Re: [Qemu-devel] [PATCH RFC 1/6] io: only allow return path for socket typed

["Dr. David Alan Gilbert" <dgilbert@redhat.com>]

* Daniel P. Berrange (berrange@redhat.com) wrote:
> On Fri, May 19, 2017 at 02:02:00PM +0100, Dr. David Alan Gilbert wrote:
> > * Daniel P. Berrange (berrange@redhat.com) wrote:
> > > On Fri, May 19, 2017 at 01:51:43PM +0100, Dr. David Alan Gilbert wrote:
> > > > * Daniel P. Berrange (berrange@redhat.com) wrote:
> > > > > On Fri, May 19, 2017 at 02:43:27PM +0800, Peter Xu wrote:
> > > > > > We don't really have a return path for the other types yet. Let's check
> > > > > > this when .get_return_path() is called.
> > > > > > 
> > > > > > For this, we introduce a new feature bit, and set it up only for socket
> > > > > > typed IO channels.
> > > > > > 
> > > > > > This will help detect earlier failure for postcopy, e.g., logically
> > > > > > speaking postcopy cannot work with "exec:". Before this patch, when we
> > > > > > try to migrate with "migrate -d exec:cat>out", we'll hang the system.
> > > > > > With this patch, we'll get:
> > > > > > 
> > > > > > (qemu) migrate -d exec:cat>out
> > > > > > Unable to open return-path for postcopy
> > > > > 
> > > > > This is wrong - post-copy migration *can* work with exec: - it just entirely
> > > > > depends on what command you are running. Your example ran a command which is
> > > > > unidirectional, but if you ran 'exec:socat ...' you would have a fully
> > > > > bidirectional channel.
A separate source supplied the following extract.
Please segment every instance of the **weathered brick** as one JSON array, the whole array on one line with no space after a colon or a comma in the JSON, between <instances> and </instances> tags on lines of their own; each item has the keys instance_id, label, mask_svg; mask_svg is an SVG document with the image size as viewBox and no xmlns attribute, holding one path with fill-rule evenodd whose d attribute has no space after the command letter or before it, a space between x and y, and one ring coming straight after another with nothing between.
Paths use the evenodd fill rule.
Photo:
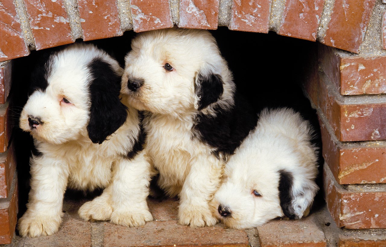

Actually the channel is always bi-directional, but
> > > > > 'cat' simply won't ever send data back to QEMU.
> > > > 
> > > > The thing is it didn't used to be able to; prior to your conversion to
> > > > channel, postcopy would reject being started with exec: because it
> > > > couldn't open a return path, so it was safe.
> > > 
> > > It safe but functionally broken because it is valid to want to use
> > > exec migration with post-copy.
> > > 
> > > > > If QEMU hangs when the other end doesn't send data back, that actually seems
> > > > > like a potentially serious bug in migration code. Even if using the normal
> > > > > 'tcp' migration protocol, if the target QEMU server hangs and fails to
> > > > > send data to QEMU on the return path, the source QEMU must never hang.
> > > > 
> > > > Hmm, we shouldn't get a 'hang' with a postcopy on a link without a
> > > > return path; but it does depend on how the exec: behaves on the
> > > > destination.
> > > > If the destination discards data written to it, then I think the
> > > > behaviour would be:
> > > >    a) Page requests would just get dropped, they'd eventually get
> > > > fulfilled by the background page transmissions, but that could mean that
> > > > a page request would wait for minutes for the page.
> > > >    b) The qemu main thread on the destination can be blocked by that, so
> > > > the monitor might not respond until the page request is fulfilled.
> > > >    c) I'm not quite sure what would happen to the source return-path
> > > > thread
> > > > 
> > > > The behaviour seems to have changed between 2.9.0 (f26 package) and my
> > > > reasonably recent head build.
> > > 
> > > That's due to the bug we just fixed where we mistakenly didn't
> > > allow bi-directional I/O for exec
> > > 
> > >   commit 062d81f0e968fe1597474735f3ea038065027372
> > >   Author: Daniel P. Berrange <berrange@redhat.com>
> > >   Date:   Fri Apr 21 12:12:20 2017 +0100
> > > 
> > >     migration: setup bi-directional I/O channel for exec: protocol
> > >     
> > >     Historically the migration data channel has only needed to be
> > >     unidirectional. Thus the 'exec:' protocol was requesting an
> > >     I/O channel with O_RDONLY on incoming side, and O_WRONLY on
> > >     the outgoing side.
> > >     
> > >     This is fine for classic migration, but if you then try to run
> > >     TLS over it, this fails because the TLS handshake requires a
> > >     bi-directional channel.
> > >     
> > >     Signed-off-by: Daniel P. Berrange <berrange@redhat.com>
> > >     Reviewed-by: Juan Quintela <quintela@redhat.com>
> > >     Signed-off-by: Juan Quintela <quintela@redhat.com>
> > > 
> > > 
> > > > A migration_cancel also doesn't work for 'exec' because it doesn't
> > > > support shutdown() - it just sticks in 'cancelling'.
> > > > On a socket that was broken like this the cancel would work because
> > > > it issues a shutdown() which causes the socket to cleanup.
> > > 
> > > I'm curious why migration_cancel requires shutdown() to work ? Why
> > > isn't it sufficient from the source POV to just close the socket
> > > entirely straight away.
> > 
> > close() closes the fd so that any other uses of the fd get an
> > error and you're at risk of the fd getting reallocated by something
> > else.  So consider if the main thread calls close(), the migration
> > thread and the return thread both carry on using that fd, which might
> > have been reallocated to something different.  Worse I think we came to the
> > consolution that on some OSs a read()/write() blocked in the use of an fd
> > didn't get kicked out by a close.
> 
> I'd be very surprised if close() didn't terminate any other threads doing
> read/write

Prepare to be surprised then - that's the behaviour I found when I tried
it out in 2014.
(Also at the time we found cases where the close() could hang)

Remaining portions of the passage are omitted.